Er hat uns gleich eingeladen zu sich ins Haus und wir saßen dann dort gemütlich zusammen. Veronika kam dann auch noch herüber und so haben wir einiges über den Besitzer und die Gegend erfahren. Das Land hier in der gesamten Bucht gehört ihm, sogar der Strand ist in Privatbesitz. Dies ist nicht üblich in Chile, er ist der einzige Besitzer von Strand. Normalerweise endet der private Besitz vor dem Strand und der Strand ist öffentlich. Hinter seinem Land fängt gleich der Nationalpark an, ebenso die vorgelagerte Insel ist Nationalpark und auch der Küstenabschnitt gegenüber ist geschützter Bereich. Da darf weder getaucht noch gefischt werden. Dies interressiert die Salmoneras-Besitzer aber nicht. Sie bauen dort ihre Lachsfarm auf – weil einfach nicht kontrolliert wird. Daher auch die diversen Arbeitsschiffe, die vor Anker liegen. Das sind Arbeiter, die auf den Salmoneras arbeiten. Und die Häuser, die hier stehen waren früher die Unterkünfte für die Taucher, die auf den Salmoneras gearbeitet haben. Er hat diesen Landabschnitt vom Staat gekauft und baut sich die Häuser nun seinen Wünschen entsprechend aus und um, um hier ein einfaches Leben ab von Städten und Menschen zu führen. Und Veronika darf einen Teil davon nutzen und hilft dabei, das Land zu bewirtschaften und herzurichten. Für den morgigen Tag z.B. steht die Schlachtung eines Stieres an. Da hier früher die Arbeiter gewohnt haben, haben sie noch den Luxus, daß zweimal in der Woche eine Fähre vorbeikommt und hier auch anlandet, wenn dies gewünscht oder benötigt wird.

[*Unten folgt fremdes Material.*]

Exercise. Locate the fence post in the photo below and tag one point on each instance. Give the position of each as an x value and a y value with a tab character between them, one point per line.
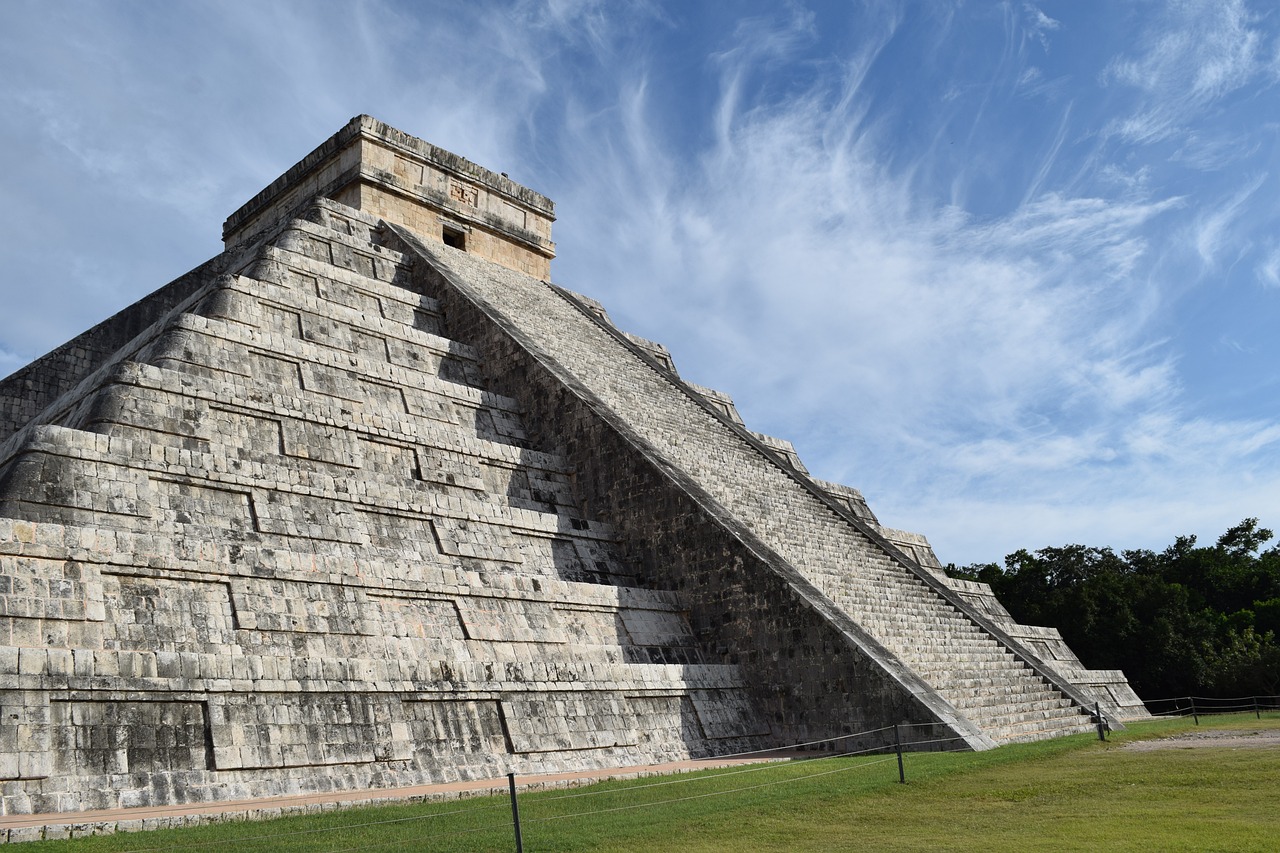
897	747
515	812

Gerne wären wir hier noch einige Tage geblieben und hätten etwas mitgeholfen, nur um von diesem einfachen Leben etwas mehr zu erfahren. Doch leider müssen wir uns wieder verabschieden, um am nächsten Morgen wieder zeitig aufzubrechen. In den Genuß, das Haus von Veronika zu sehen, kamen wir natürlich auch nicht mehr….

Am Sonntag hieß es dann wirklich zeitig um 7 Uhr „Anker auf“. Es liegt ein weiter Weg vor uns. Und es war wie vorhergesagt ein schöner Tag mit Sonnenschein, blauem Himmel und Sicht auf die hinter uns liegenden Berg- und Vulkangipfel. Endlich sieht man mal was!!! Die Dünung war noch angenehm und kurzzeitig war auch reines Segeln möglich. Doch leider war der Wind etwas zu schwach auf der Brust, damit die Segel in der Dünung wirklich gut stehen und nicht das Schlagen anfangen. Daher war es ein mehrfaches Segel setzen und Motor an und aus. Nach 58 Seemeilen und 10,5 Stunden Fahrt hieß es dann „Anker ab“ in Puerto Quellon auf Chiloe.

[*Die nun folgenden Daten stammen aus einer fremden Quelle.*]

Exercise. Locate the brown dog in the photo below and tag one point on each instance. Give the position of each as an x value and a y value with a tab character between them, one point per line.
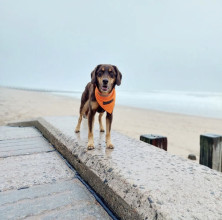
104	77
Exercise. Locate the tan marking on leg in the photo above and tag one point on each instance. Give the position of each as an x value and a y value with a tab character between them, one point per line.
100	122
108	136
90	145
78	125
84	109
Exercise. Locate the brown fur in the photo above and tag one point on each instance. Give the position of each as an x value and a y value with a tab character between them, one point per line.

Anker ist gefallen in Quellon mit Blick auf die Anden – hier der Vulkan Corcovado

Mit Ankunft in Chiloe hat sich das Landschaftsbild auch komplett geändert: von der unberührten Natur und den Berggipfeln, die von den rauhen Naturgewalten gekennzeichnet sind, hin zu einer weichen Hügellandschaft. Erhöhungen, die kaum über die 200 Höhenmeter reichen, alles Grün, alles bewaldet mit Wiesen dazwischen, hier und da stehen immer wieder Häuser oder kleinere Siedlungen. Man merkt einfach direkt, daß hier wieder mehr Menschen leben, weil wohl auch einfacher als der unzugänglichen Natur der Bergwelt etwas abzuringen…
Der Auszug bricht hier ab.